La colère des profs de latin
Il y a ce moment difficile, dans la vie d'un prof de latin, où il faut détricoter les "adaptations" modernes de la mythologie, expliquer que non, Pégase n'est pas l'allié d'Hercule comme le conte Disney, que bien des aspects de Percy Jackson sont tronqués... et pour cela, il faut oublier les délicieux péplums de son enfance (avec leurs Méduses en pâte à modeler... leurs scorpions impossibles... leurs chouettes de métal qui hululent comme un R2D2 à l'adorabilité amplifiée !), les Alix au dessin soigné et juste, pour se farcir quelques bouses afin de répondre, point par point, aux interrogations anxieuses du latiniste de 5e en quête du Graal : la possession absolue de chaque recoin de la mythologie gréco-latine.
Pour toutes ces raisons, lorsqu'un collègue arrive, la tête basse, avec le dvd de la "colère des Titans" qu'un sixième lui a prêté dans un élan d'enthousiasme, on se dévoue pour le regarder à ses côtés, en espérant que, dans la marée de vomi numérique, il y aura peut-être quelque chose à sauver, ne serait-ce qu'un éclat de rire.
Las ! Voilà encore un de ses films au goût de bouillie sans relief, malgré sa 3D. On y patauge dans une armada de fusils de Tchekhov pétaradant dans une partition capharnaüm dont les grands relents pompier empruntent aux plus mauvaises compositions d'Hanz Zimmer.
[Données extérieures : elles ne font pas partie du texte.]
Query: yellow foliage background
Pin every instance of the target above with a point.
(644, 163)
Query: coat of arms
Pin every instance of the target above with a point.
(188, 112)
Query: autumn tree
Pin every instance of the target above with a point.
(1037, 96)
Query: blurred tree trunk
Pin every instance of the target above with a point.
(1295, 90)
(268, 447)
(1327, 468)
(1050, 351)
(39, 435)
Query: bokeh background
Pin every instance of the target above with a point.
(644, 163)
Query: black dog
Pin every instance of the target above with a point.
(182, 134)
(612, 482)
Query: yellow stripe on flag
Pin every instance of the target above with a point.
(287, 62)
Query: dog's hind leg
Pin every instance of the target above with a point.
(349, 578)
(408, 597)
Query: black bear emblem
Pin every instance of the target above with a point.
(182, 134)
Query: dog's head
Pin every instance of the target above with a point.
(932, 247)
On y rebrasse des noms de héros et de dieux, des silhouettes de monstres mythologiques, dans le vague espoir que, de ces clins d'oeil mythologiques, surgira un peu de grandeur antique. On contemple d'un oeil morne ce mélange terne - j'imagine les cris outrés des latinistes que je gave d'histoires à chaque fin d'heure- des caractéristiques des chimères, du rôle des cyclopes et du minotaure, des relations entre dieux olympiens, du rôle des héros... tout cela pour créer un univers pseudo-grec où l'Olympe s'effondrerait, faute de savoir entretenir les croyances des hommes et de distinguer, dans son esthétique cliché, ce qui est grec, crétois et romain. Cette idée d'une croyance en friche (ou même celles des tensions internes aux Dieux suite au grand parricide originel) aurait pu être intéressante, si elle ne prenait pas source dans un univers dont le coeur-même repose sur la foi, la peur du divin, la lutte contre cet hubris trop humain qui pousse les hommes à se mesurer aux dieux... Curieuse vision moderne imposée à un monde façonné par ses fables et qui, ici, les foule aux pieds sans une once de respect.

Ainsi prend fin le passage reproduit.